Никто не знал о разговоре Виноградова с Коротковым, но с этого дня жизнь в дивизии круто изменилась.

По-прежнему дивизия занимала оборону перед Фигурной рощей, по-прежнему дивизионная артиллерия вела контрбатарейную борьбу и подавляла огневые точки врага, по-прежнему снайперы с каждым днем увеличивали истребительный счет, по-прежнему перекликались связисты, и все же каждый человек почувствовал резкую перемену в своей жизни.

Ежедневно в тылу дивизии рыли новые траншеи, сооружали надолбы и эскарпы, строили доты и дзоты, натягивали колючую проволоку, минировали поля. Когда через несколько дней Виноградов и Коротков еще раз сверили строительство с многочисленными данными разведки, они констатировали, что невдалеке от Фигурной рощи выросла новая «Фигурная роща». Был сделан точный слепок с вражеских укреплений. В нескольких километрах от настоящей войны началась война не настоящая, но требующая больших усилий, знаний и выдержки.

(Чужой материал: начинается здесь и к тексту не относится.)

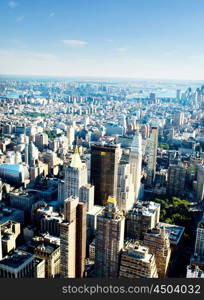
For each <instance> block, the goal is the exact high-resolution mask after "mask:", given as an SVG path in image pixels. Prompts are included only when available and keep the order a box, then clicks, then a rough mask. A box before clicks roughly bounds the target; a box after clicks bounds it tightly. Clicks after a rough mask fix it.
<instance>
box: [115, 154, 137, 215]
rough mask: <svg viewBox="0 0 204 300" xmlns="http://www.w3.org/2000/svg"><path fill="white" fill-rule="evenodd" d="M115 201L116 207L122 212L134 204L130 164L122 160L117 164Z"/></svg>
mask: <svg viewBox="0 0 204 300" xmlns="http://www.w3.org/2000/svg"><path fill="white" fill-rule="evenodd" d="M117 203H118V208H119V209H120V210H122V211H124V212H127V211H128V210H129V209H131V208H132V207H133V205H134V185H133V182H132V174H131V173H130V164H129V163H127V162H126V161H122V160H120V163H119V164H118V181H117Z"/></svg>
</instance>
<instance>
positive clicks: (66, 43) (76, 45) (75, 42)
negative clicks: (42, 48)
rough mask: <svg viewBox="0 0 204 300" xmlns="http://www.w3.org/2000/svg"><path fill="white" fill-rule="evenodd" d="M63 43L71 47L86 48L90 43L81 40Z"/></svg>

Командир дивизии приезжал в штаб возбужденный. Непонятно было, откуда приехал Виноградов: «оттуда», с переднего края нашей обороны, или «отсюда», из учебной рощи Фигурной, где он только что руководил отражением контратаки «противника» в глубине его обороны. Коротков отрывался от карты. Они обедали вместе.

— Егорушкин видел Першакова, — рассказывал Виноградов. — Першаков его спрашивает: «Верно говорят, что Виноградов войну начал… в тылу дивизии?»

— Что же Егорушкин?

— А Егорушкин ему вежливо: «Я, товарищ полковник, сам потерялся, где у нас фронт, где тыл». Еще спрашивал Першаков: «Верно ли, что Виноградов боевых командиров за карты посадил?»

* * *

Виноградова и Короткова вызвали к члену Военного совета армии. Штабная «эмка» была в ремонте, и Гринько с грустью следил за тем, как седлали лошадей.

Они выехали заблаговременно. Коротков был доволен, что едет верхом, во-первых, потому, что хромота не помешала ему ловко сесть в седло, а во-вторых, потому, что ему хотелось умерить свое волнение, а физическое усилие в этом случае лучше всего.

Весь путь они оба думали о том главном, что составляло их жизнь.

Перемены, происшедшие в дивизии, создали новый и очень трудный быт и повлияли на сознание людей, заставили каждого человека считать, что он совершает дело чрезвычайной важности.

Кое-кто недоверчиво относился к этой начатой Виноградовым решительной перестройке людей. Указывали на несоответствие учебы задаче, поставленной перед дивизией, — держать оборону. В этом смысле высказывался полковник Першаков, добавляя, что Коротков всегда был философ, а сейчас ему хромота в голову ударила, но что Виноградов его удивляет — видимо, старый черт попался на удочку этой самой философии.

Виноградов и Коротков ехали молча. Не доезжая деревеньки, в которой разместился штаб армии, они припустили лошадей и у крыльца дома, где жил член Военного совета, остановились разгоряченные, с видом молодцеватым и даже задорным.

Член Военного совета, ответив на приветствие, сразу же спросил:

— Ну, чего вы там у себя натворили?

Коротков быстро взглянул на Виноградова. Командир дивизии откашлялся и, волнуясь, стал докладывать. Коротков внимательно слушал Виноградова и вдруг с ужасом почувствовал, что не узнает ни их общих мыслей, ни планов, ни всего того, что делается в дивизии. Слова Виноградова казались Короткову пустыми, холодными, ничего не выражающими…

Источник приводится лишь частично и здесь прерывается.